Победа грандиозной идеи над малодушием и узостью верноподданнического образа мышления, зашоренного краями собственной миски с кашей, или победа свирепой, самодовольной, но зыбкой власти над простым, заурядным человеком, отданным этой власти на произвол и на произвол всем ударам судьбы и все же не желающим признать могущество этой власти. Пушкин оставил открытыми много возможностей для толкования, но у меня этот человек, Евгений, всегда вызывал жалость, с момента первого прочтения поэмы. И всякий раз, когда я подходил к дворцу со львом перед ним, на спину которого Пушкин усадил несчастного Евгения, я смотрел на город и на страну за ним его глазами и его беспомощные слезы заволакивали мой взор.

 

Когда я приехал в Вену и обосновался в маленькой квартирке (это третий район, неподалеку от ботанического сада, дом послевоенной постройки, квартира под самой крышей), то с удивлением и даже с некоторым замешательством обнаружил некую топографическую особенность своего нового места жительства, особенность, которая сопутствовала мне чуть ли не всю мою жизнь: площадь, пять угловых домов и четыре луча улиц, устремленных к площади. Возникло такое чувство, что детство и юность догнали меня.

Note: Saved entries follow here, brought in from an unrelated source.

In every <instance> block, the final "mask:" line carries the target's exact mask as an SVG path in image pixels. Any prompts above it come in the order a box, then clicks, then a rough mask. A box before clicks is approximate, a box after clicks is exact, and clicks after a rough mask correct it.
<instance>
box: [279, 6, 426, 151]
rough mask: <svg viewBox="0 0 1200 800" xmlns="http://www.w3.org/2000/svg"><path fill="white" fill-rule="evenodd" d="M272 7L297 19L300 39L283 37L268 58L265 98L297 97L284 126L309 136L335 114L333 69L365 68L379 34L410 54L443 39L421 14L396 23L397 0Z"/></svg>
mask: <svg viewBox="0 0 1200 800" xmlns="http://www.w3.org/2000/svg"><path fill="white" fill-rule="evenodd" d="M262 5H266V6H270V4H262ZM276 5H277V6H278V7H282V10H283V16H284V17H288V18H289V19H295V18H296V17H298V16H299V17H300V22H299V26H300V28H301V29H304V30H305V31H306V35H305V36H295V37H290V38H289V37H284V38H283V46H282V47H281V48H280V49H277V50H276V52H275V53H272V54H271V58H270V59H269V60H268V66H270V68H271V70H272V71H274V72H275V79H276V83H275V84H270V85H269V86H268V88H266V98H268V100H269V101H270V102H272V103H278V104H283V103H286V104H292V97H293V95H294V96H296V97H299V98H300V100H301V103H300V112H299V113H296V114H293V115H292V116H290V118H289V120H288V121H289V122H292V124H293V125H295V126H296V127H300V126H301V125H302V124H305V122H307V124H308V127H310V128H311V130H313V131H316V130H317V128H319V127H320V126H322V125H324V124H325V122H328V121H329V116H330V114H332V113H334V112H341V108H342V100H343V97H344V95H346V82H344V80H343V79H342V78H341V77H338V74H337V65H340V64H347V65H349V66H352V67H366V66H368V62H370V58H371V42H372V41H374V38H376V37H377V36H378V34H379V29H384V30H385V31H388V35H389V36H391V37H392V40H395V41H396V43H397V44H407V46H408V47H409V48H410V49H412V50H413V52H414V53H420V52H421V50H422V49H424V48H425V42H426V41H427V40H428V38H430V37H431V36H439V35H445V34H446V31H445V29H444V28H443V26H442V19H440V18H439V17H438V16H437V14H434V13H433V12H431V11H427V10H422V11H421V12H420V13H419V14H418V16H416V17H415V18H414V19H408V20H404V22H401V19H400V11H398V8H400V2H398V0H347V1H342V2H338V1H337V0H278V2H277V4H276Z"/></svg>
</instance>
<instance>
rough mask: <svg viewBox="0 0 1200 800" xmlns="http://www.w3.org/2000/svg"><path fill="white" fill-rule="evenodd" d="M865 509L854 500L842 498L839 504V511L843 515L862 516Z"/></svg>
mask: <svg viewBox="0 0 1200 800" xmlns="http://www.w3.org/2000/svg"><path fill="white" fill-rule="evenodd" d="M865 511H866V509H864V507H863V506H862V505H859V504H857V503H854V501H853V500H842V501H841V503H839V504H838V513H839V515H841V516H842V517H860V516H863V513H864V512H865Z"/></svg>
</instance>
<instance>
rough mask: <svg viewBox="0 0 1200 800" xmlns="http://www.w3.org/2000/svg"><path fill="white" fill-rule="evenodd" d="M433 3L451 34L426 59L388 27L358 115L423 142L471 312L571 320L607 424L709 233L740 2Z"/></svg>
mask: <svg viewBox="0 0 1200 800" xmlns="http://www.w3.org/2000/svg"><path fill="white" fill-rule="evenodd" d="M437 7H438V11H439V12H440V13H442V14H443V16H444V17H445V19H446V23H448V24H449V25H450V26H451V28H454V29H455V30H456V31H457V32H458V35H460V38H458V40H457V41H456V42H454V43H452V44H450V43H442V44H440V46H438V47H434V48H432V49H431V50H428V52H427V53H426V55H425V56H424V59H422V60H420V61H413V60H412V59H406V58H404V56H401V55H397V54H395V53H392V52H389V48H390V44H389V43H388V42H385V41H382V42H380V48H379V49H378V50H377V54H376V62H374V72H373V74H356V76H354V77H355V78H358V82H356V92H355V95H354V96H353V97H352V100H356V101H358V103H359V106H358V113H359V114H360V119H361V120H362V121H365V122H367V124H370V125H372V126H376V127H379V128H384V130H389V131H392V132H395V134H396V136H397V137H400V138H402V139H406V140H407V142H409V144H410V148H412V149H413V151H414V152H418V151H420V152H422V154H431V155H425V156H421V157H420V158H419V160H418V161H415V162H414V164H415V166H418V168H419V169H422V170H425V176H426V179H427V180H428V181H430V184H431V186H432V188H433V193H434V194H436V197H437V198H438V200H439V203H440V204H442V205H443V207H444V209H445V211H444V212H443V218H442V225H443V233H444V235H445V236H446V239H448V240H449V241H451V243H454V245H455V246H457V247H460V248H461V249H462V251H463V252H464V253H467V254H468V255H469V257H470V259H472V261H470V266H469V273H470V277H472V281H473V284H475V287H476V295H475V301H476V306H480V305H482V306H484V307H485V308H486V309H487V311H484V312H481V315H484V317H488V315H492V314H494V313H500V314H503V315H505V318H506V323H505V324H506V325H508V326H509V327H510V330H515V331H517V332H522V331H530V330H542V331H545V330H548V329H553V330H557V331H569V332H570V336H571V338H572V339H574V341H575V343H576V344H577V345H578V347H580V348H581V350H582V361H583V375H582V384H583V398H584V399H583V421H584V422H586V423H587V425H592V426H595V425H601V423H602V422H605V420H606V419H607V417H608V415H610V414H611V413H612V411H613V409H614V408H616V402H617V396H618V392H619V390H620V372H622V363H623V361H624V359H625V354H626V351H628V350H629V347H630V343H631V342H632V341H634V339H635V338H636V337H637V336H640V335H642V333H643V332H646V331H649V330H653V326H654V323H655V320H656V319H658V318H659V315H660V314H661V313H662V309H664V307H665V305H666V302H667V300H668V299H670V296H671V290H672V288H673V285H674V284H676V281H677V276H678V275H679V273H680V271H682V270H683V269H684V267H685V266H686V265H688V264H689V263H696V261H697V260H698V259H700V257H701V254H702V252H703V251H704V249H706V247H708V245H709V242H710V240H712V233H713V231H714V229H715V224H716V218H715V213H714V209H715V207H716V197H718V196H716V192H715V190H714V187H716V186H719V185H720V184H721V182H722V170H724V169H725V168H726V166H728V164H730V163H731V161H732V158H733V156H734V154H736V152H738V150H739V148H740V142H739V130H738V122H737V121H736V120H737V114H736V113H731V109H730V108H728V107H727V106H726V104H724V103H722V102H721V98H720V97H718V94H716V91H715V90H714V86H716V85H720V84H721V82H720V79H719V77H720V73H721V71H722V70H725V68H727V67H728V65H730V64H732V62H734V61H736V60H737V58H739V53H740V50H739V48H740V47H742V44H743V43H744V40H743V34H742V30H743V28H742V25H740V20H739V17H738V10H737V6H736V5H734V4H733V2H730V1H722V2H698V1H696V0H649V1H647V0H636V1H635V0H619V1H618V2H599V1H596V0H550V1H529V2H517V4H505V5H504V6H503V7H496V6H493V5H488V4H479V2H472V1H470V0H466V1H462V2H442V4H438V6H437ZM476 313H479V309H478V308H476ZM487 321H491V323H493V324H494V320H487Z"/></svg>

Порой я задерживаюсь на площади, разглядываю угловые дома, и мне кажется, что они съеживаются, что шумные, покрытые асфальтом венские улицы, запруженные автомобилями, автобусами и трамваями, вдруг становятся тихими, пыльными, обнесенными деревянными заборами, с неказистыми палисадниками перед бревенчатыми и дощатыми строениями, превращаясь в улицы старинного русского провинциального города, весной утопающего в грязи, а летом купающегося в пыли, – улицы моего родного Брянска. А еще я вижу старого еврея, запрягающего послушную лошадь. Я знаю: зовут его Янкель, это мой дедушка, как знаю и то, что из этой своей поездки он уже не вернется.

 

«Почему дедушка Янкель не вернулся тогда домой?» – не раз обращался я в детстве к маме. Мама, видно, считала меня несмышленышем и долго еще отмалчивалась. Но вот я услышал ее рассказ.

Когда-то давно, когда она сама была еще маленькой, семья их жила в небольшом безвестном белорусском местечке. Был 1922 год, недоброе время для всей России и уж совсем недоброе для евреев. Хотя когда евреям жилось полегче? Утром дедушка Янкель запряг свою лошадь, чтобы вместе с племянником Лейзером отправиться в соседнюю деревню купить там бревна для нового дома, который он собирался построить, – большого, просторного, красивого и более видного, чем старый. Они успели проехать лишь три версты, как их остановили белорусы – крестьяне, знавшие дедушку, не раз работавшие на него и всегда с ним неплохо, казалось, ладившие. Они-то и выдали их на растерзание погромщикам, его и Лейзера. Страшно сказать, что с ними сделали. Лошадь вернулась назад с порожней подводой. Бабушка с тремя дочерьми бежала из дома, нашлись добрые люди, которые спрятали их, переодели, чтобы скрыть их происхождение, в простонародные крестьянские одежды. Ночевали они в чуланах, на сеновалах, на деревянных лавках, бродили по всей округе, прося подаяние и долгое время все еще не решаясь вернуться в собственный дом. В конце концов они его продали и перебрались в другое место.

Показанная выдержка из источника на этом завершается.